The National Association of Realtors (NAR) can breathe a small sigh of relief. The trade group’s nationwide settlement of the commission lawsuits has passed its first hurdle as Judge Stephen R. Bough, who oversaw the Sitzer/Burnett lawsuit, granted preliminary approval to NAR’s settlement on Tuesday.
While the agreement still must receive final approval from the court, the industry is now one step closer to operating under the new rules outlined in the settlement agreement.
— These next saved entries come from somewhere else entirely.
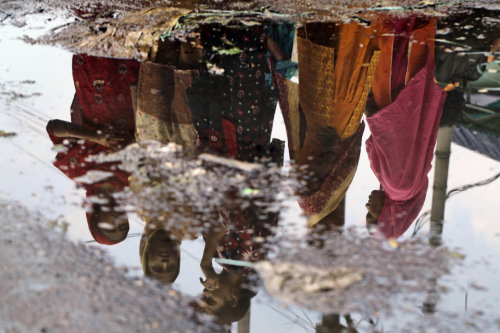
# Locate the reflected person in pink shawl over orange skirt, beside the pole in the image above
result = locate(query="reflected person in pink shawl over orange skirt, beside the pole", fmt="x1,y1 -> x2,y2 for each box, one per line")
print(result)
366,16 -> 446,237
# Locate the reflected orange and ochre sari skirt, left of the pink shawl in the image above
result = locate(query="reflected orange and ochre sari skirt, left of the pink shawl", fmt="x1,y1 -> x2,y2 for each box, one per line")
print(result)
297,23 -> 379,140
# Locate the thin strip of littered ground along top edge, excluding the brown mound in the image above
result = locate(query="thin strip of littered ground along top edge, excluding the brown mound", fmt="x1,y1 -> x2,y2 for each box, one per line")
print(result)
0,0 -> 498,22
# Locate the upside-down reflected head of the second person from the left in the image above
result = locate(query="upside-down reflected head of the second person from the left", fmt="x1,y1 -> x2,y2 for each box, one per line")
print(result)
147,232 -> 180,283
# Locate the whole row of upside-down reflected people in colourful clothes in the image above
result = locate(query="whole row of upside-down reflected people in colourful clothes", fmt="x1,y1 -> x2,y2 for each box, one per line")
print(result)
47,4 -> 500,326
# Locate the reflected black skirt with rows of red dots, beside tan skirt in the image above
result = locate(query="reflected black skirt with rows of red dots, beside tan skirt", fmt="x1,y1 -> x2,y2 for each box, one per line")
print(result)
188,22 -> 292,162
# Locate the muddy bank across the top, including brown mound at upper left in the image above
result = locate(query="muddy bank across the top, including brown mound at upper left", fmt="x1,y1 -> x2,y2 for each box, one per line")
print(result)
0,0 -> 498,61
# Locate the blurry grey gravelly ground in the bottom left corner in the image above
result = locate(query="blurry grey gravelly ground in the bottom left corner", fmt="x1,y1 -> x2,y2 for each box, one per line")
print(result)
0,201 -> 211,333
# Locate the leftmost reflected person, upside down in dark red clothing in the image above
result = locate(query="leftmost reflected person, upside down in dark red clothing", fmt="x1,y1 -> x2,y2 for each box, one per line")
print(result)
47,54 -> 139,245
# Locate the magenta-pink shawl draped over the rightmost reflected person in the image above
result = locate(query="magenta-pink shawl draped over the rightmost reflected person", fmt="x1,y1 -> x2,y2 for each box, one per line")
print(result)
366,56 -> 446,237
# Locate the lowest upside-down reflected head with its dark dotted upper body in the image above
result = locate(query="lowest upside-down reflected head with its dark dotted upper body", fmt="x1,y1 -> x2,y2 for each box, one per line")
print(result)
199,191 -> 278,324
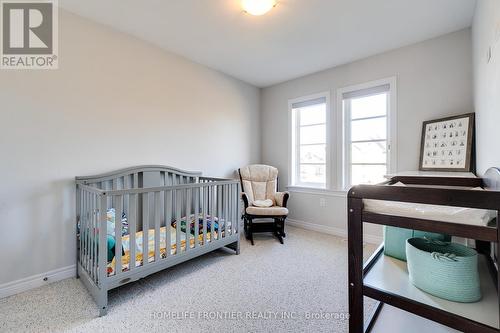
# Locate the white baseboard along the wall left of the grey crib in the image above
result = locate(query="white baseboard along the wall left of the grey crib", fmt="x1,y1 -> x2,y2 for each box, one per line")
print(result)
0,265 -> 76,298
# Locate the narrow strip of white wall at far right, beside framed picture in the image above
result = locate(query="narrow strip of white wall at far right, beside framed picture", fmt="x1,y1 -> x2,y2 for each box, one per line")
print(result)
472,0 -> 500,174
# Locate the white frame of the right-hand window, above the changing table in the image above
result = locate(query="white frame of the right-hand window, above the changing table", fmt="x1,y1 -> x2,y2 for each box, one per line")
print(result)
337,77 -> 397,190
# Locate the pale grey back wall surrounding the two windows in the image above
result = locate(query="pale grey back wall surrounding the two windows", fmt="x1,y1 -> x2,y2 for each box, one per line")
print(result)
261,29 -> 473,236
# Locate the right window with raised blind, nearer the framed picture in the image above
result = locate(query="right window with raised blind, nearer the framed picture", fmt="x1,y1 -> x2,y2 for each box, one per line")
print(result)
341,83 -> 391,188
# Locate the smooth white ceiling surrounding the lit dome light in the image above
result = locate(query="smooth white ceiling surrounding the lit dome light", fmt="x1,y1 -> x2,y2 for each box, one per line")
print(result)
59,0 -> 476,87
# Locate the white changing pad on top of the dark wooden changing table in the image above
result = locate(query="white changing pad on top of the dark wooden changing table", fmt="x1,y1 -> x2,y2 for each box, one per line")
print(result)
363,183 -> 496,226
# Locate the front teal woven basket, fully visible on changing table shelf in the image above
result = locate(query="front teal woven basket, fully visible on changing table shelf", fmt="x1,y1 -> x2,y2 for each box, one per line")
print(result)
406,238 -> 481,303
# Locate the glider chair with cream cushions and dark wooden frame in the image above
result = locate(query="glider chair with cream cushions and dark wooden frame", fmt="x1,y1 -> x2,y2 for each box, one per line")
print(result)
238,164 -> 290,245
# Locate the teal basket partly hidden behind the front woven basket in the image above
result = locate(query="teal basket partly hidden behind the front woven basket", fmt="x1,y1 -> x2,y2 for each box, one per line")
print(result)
384,226 -> 451,261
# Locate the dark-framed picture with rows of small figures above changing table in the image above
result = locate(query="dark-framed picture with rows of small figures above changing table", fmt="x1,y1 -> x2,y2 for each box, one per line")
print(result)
419,113 -> 475,172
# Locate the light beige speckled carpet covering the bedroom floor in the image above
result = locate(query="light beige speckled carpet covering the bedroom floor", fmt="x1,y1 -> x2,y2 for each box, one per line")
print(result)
0,227 -> 374,332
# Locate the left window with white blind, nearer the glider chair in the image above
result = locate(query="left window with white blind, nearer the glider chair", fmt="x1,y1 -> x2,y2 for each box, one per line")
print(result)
289,94 -> 330,188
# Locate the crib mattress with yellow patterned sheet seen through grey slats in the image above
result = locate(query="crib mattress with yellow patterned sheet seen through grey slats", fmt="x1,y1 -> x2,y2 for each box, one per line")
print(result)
107,222 -> 231,276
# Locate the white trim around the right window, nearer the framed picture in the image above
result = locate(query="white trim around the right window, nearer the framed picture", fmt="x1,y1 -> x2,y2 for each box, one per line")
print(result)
336,76 -> 398,190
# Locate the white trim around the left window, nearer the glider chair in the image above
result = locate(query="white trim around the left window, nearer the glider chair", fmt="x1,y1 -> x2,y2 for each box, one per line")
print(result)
288,91 -> 334,190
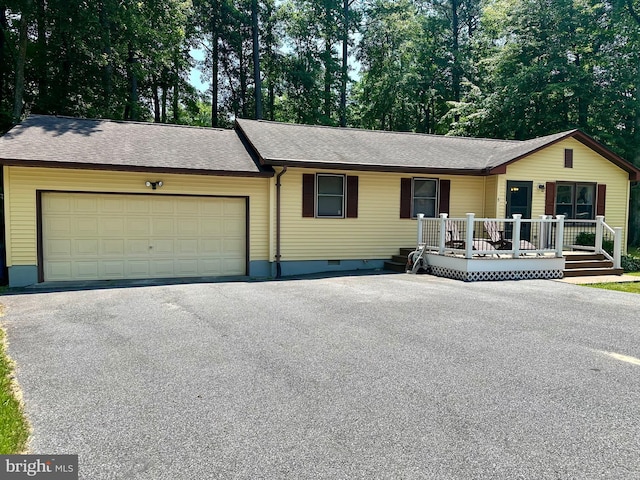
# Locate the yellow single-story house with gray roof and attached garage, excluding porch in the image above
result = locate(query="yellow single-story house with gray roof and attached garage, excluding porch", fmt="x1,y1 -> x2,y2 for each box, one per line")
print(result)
0,115 -> 640,286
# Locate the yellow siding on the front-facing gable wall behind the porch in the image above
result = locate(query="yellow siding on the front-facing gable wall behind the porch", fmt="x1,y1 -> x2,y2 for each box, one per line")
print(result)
497,138 -> 629,245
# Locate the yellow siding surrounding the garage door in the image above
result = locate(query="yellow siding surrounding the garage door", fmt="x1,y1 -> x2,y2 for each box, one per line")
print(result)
4,167 -> 271,266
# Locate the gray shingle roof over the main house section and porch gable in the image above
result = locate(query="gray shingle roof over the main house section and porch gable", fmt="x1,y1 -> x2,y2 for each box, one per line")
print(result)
236,120 -> 629,173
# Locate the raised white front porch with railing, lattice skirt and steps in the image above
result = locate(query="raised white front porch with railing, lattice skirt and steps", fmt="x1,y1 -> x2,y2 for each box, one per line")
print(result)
392,213 -> 622,281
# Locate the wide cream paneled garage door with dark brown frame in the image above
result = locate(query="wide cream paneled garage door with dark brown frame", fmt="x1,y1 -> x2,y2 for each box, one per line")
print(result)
41,192 -> 247,281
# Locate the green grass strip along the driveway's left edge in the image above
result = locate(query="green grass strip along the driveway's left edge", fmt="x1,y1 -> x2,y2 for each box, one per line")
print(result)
0,304 -> 29,455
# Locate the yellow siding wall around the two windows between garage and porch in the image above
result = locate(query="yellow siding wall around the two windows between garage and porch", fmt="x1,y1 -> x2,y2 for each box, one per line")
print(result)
274,168 -> 484,261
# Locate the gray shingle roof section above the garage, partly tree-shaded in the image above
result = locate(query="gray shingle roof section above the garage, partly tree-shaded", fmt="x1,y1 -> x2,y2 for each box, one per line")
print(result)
0,115 -> 272,175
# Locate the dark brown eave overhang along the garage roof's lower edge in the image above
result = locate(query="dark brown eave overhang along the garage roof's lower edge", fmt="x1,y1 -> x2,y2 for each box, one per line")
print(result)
0,158 -> 275,178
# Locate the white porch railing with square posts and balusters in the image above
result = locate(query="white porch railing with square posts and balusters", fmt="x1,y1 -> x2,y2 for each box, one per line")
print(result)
412,213 -> 622,268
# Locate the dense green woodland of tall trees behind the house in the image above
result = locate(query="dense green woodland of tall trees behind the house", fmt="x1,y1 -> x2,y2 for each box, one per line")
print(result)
0,0 -> 640,245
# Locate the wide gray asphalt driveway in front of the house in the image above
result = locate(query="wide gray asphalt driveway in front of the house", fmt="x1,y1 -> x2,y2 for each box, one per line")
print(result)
0,274 -> 640,480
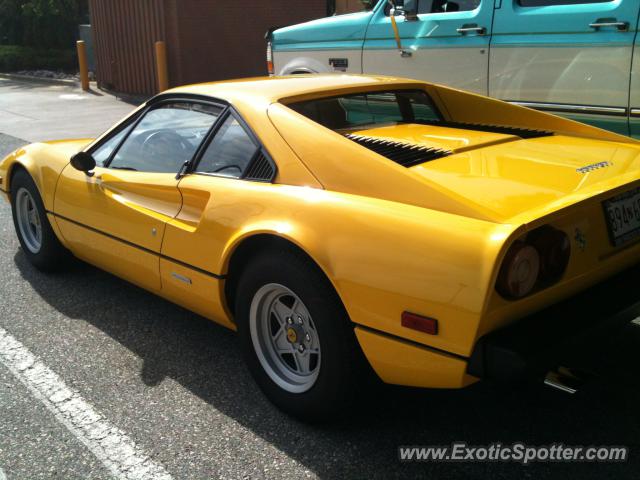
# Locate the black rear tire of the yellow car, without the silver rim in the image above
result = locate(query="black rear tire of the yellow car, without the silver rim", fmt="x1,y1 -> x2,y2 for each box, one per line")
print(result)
235,249 -> 371,422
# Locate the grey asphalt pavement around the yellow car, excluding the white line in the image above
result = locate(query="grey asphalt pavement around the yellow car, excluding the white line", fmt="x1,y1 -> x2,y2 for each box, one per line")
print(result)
0,77 -> 640,480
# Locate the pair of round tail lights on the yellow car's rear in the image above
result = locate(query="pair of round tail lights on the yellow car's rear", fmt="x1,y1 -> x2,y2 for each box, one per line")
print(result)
496,225 -> 571,299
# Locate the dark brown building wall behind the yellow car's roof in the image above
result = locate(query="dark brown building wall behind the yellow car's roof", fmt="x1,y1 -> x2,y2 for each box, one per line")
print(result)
90,0 -> 327,94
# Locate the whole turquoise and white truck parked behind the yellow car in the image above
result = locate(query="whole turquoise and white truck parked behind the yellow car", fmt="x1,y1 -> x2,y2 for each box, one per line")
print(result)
267,0 -> 640,137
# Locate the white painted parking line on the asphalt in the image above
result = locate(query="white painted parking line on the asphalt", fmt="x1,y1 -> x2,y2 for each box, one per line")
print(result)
0,328 -> 172,480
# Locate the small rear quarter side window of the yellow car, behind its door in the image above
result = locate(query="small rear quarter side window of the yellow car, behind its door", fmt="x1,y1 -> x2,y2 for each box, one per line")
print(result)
196,115 -> 258,178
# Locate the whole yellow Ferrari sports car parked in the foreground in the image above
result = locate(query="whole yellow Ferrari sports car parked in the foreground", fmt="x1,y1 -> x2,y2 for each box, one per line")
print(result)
0,75 -> 640,419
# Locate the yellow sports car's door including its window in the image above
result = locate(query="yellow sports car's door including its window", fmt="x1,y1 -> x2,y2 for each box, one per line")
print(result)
54,99 -> 222,290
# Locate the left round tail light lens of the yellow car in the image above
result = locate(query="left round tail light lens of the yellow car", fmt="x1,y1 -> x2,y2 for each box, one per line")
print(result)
496,240 -> 540,298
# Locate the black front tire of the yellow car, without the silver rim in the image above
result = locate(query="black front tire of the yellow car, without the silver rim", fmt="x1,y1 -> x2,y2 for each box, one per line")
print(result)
11,169 -> 69,272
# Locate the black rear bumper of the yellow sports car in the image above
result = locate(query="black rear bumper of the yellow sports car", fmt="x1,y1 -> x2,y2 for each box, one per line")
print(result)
467,265 -> 640,382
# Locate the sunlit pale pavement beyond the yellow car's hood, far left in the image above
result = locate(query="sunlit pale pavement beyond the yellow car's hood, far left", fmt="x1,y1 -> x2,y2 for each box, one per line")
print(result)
0,78 -> 145,142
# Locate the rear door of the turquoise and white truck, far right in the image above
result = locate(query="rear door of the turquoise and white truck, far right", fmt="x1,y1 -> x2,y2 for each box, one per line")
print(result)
489,0 -> 640,135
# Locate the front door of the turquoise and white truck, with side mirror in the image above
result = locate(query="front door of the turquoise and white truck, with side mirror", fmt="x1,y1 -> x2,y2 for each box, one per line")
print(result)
362,0 -> 494,95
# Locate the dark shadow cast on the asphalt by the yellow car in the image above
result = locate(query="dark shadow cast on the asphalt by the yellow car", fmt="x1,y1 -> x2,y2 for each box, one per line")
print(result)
14,250 -> 640,479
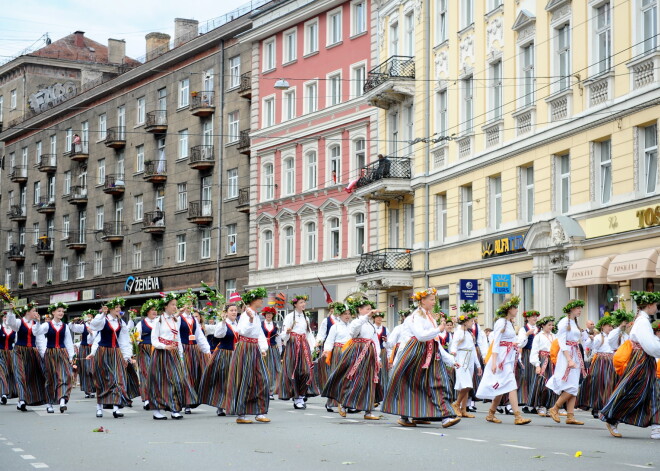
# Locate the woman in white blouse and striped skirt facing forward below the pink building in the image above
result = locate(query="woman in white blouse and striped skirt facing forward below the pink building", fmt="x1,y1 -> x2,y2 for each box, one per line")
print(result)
277,295 -> 319,409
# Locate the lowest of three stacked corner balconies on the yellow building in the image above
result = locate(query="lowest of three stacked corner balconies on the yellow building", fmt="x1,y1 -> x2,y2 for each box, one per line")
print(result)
355,249 -> 413,289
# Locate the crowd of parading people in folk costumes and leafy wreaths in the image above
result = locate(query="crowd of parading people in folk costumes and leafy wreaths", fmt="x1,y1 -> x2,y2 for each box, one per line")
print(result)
0,288 -> 660,439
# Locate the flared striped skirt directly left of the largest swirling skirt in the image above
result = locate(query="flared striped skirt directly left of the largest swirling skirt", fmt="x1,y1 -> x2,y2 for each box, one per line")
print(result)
322,339 -> 383,411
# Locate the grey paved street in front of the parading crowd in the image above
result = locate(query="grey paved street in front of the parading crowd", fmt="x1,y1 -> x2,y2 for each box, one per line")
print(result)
0,391 -> 660,471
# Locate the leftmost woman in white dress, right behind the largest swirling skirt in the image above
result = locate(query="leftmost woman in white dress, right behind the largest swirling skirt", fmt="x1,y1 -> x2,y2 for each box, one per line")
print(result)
449,309 -> 481,419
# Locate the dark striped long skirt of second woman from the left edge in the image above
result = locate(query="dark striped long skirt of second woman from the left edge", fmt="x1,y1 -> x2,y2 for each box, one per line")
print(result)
13,345 -> 46,406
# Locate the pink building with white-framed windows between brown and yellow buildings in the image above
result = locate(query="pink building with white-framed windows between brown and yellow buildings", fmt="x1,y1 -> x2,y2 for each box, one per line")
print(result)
243,0 -> 376,320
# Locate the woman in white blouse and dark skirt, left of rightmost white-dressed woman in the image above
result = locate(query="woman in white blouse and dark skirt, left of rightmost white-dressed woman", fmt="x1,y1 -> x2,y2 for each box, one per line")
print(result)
528,316 -> 557,417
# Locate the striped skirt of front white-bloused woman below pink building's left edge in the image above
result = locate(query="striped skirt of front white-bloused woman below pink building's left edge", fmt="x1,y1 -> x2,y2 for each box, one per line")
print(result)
221,338 -> 270,416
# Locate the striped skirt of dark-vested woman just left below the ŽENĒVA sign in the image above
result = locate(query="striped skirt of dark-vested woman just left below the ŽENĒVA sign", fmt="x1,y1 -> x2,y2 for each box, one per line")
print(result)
93,347 -> 131,407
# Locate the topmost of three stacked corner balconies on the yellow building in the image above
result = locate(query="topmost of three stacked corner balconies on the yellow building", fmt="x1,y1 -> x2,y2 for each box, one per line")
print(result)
363,56 -> 415,110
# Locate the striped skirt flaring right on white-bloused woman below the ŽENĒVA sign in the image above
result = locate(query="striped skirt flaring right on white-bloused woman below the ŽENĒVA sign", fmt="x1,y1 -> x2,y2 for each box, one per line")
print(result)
149,349 -> 199,412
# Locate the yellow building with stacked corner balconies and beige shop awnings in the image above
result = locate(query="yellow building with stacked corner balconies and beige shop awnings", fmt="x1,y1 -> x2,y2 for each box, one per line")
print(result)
356,0 -> 660,325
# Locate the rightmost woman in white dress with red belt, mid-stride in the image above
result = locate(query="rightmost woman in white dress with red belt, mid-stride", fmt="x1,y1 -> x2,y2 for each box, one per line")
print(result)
546,299 -> 586,425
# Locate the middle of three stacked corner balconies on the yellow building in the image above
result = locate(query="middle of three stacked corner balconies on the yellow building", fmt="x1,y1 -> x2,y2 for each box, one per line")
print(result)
355,157 -> 412,201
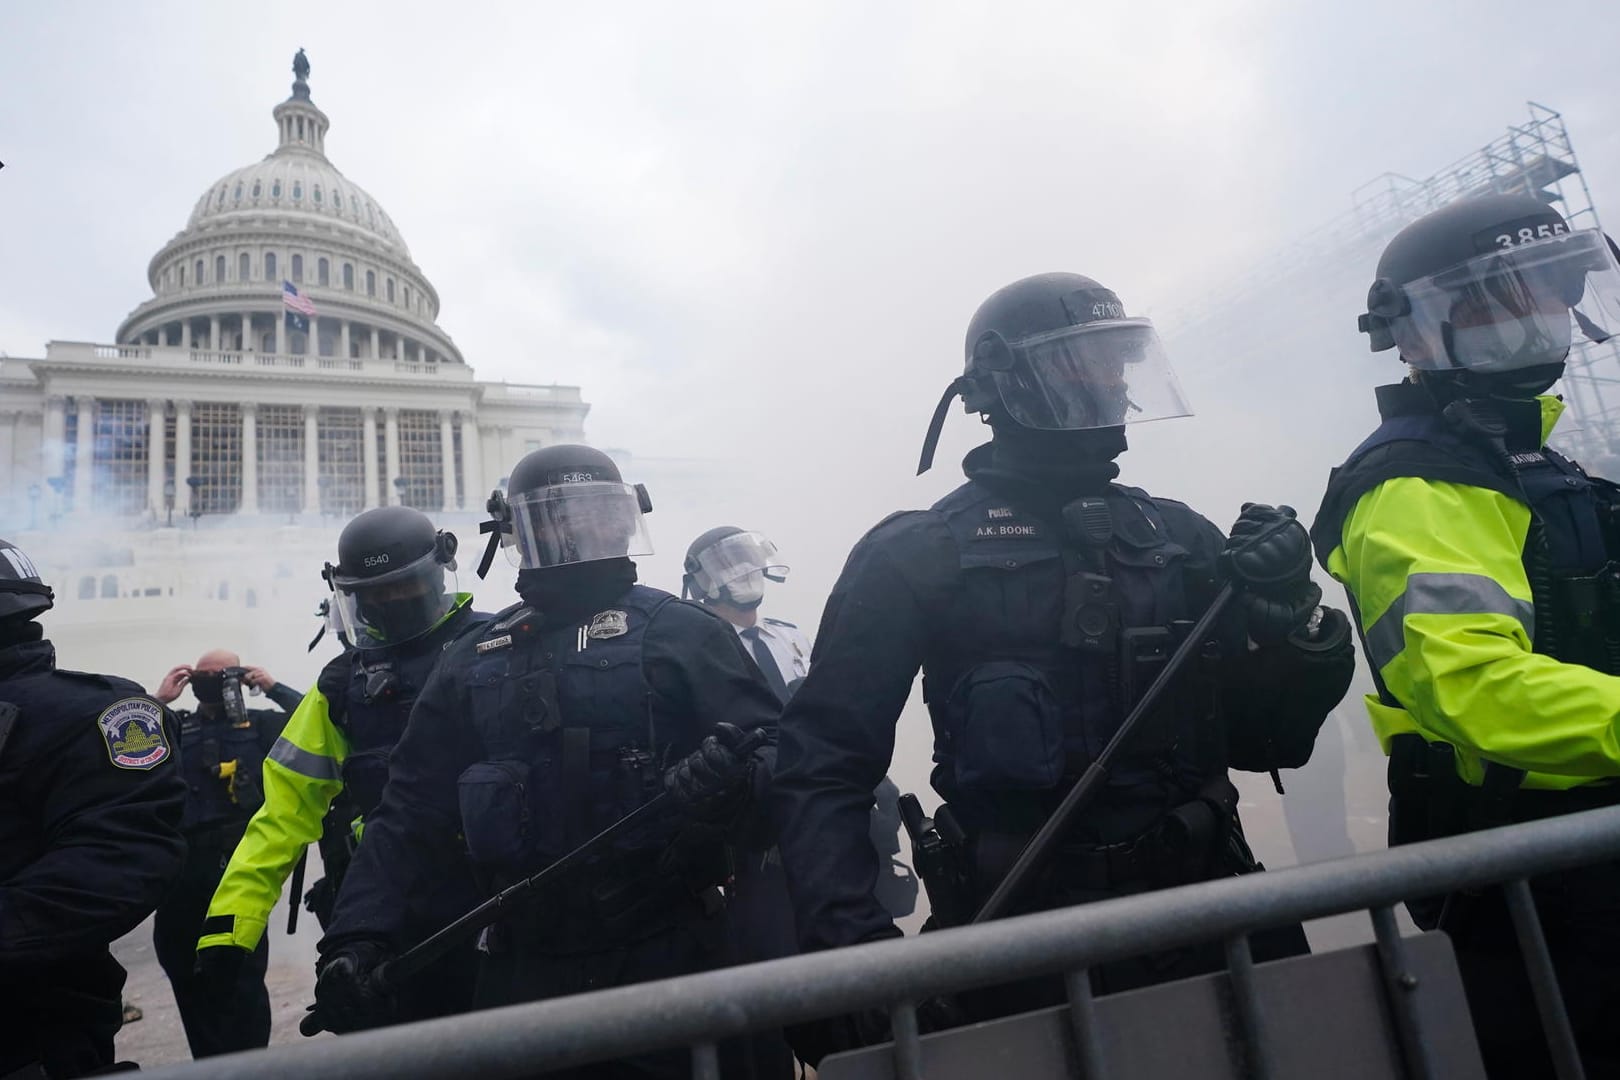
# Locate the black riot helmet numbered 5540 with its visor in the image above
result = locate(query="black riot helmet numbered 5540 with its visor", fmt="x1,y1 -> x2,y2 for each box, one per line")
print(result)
322,507 -> 455,649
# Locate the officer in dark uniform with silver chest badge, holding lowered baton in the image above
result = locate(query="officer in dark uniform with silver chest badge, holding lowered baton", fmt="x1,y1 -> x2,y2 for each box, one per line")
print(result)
316,445 -> 779,1077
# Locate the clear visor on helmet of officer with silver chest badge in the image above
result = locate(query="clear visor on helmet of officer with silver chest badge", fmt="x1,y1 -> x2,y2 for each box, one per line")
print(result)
507,481 -> 653,570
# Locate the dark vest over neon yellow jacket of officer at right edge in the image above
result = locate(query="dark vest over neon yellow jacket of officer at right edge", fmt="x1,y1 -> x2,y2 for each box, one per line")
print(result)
1311,384 -> 1620,680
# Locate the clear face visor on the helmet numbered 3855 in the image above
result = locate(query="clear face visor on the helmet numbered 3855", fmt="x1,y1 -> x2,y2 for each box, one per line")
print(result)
1390,230 -> 1620,371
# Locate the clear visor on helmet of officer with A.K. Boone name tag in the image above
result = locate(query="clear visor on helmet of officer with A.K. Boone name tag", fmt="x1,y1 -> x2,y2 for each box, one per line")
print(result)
993,319 -> 1192,431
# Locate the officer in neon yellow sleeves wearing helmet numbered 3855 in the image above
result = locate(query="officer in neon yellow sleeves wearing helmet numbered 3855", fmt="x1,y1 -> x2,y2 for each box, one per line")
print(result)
1312,194 -> 1620,1077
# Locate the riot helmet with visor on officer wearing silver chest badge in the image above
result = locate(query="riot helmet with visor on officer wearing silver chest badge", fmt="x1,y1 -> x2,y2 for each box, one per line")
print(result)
478,444 -> 653,578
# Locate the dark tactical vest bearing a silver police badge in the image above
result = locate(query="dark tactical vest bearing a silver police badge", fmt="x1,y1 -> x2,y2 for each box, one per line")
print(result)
458,585 -> 674,868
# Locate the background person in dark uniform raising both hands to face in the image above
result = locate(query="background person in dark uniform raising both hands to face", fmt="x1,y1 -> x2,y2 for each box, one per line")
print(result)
152,649 -> 300,1057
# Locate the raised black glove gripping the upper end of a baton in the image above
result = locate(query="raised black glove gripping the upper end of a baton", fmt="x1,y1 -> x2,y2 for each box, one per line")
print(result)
1220,502 -> 1322,644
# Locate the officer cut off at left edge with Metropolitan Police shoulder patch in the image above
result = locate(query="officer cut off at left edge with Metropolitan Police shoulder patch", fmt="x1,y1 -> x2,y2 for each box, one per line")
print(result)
0,541 -> 186,1080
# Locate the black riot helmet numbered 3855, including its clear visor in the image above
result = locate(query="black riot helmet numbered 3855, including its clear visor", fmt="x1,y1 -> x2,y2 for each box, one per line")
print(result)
1358,194 -> 1620,395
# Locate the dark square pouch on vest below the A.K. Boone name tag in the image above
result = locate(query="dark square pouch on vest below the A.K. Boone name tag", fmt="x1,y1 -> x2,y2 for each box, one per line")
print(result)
944,661 -> 1064,790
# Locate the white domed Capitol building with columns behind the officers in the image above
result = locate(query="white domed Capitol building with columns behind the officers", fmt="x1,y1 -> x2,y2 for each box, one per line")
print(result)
0,50 -> 590,534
According to NAR, the new rules would go into place in July of this year.
In his ruling, Bough called the proposed changes “fair, reasonable and adequate.”
Under the terms of the settlement agreement, NAR will pay $418 million to a settlement fund over the course of four years, and the trade group is barred from establishing any sort of rules that would allow a seller’s agent to set compensation for a buyer’s agent.
Additionally, all fields displaying broker compensation on MLSs must be eliminated, and there is a blanket ban on the requirement that agents subscribe to MLSs in the first place in order to offer or accept compensation for their work.
The settlement agreement also mandates that MLS participants working with buyers must enter into a written buyer broker agreement.
A final approval hearing for the settlement has been set for November 2024. The court will hold a final approval hearing for the settlement agreements reached by Anywhere, RE/MAX and Keller Williams in May 2024.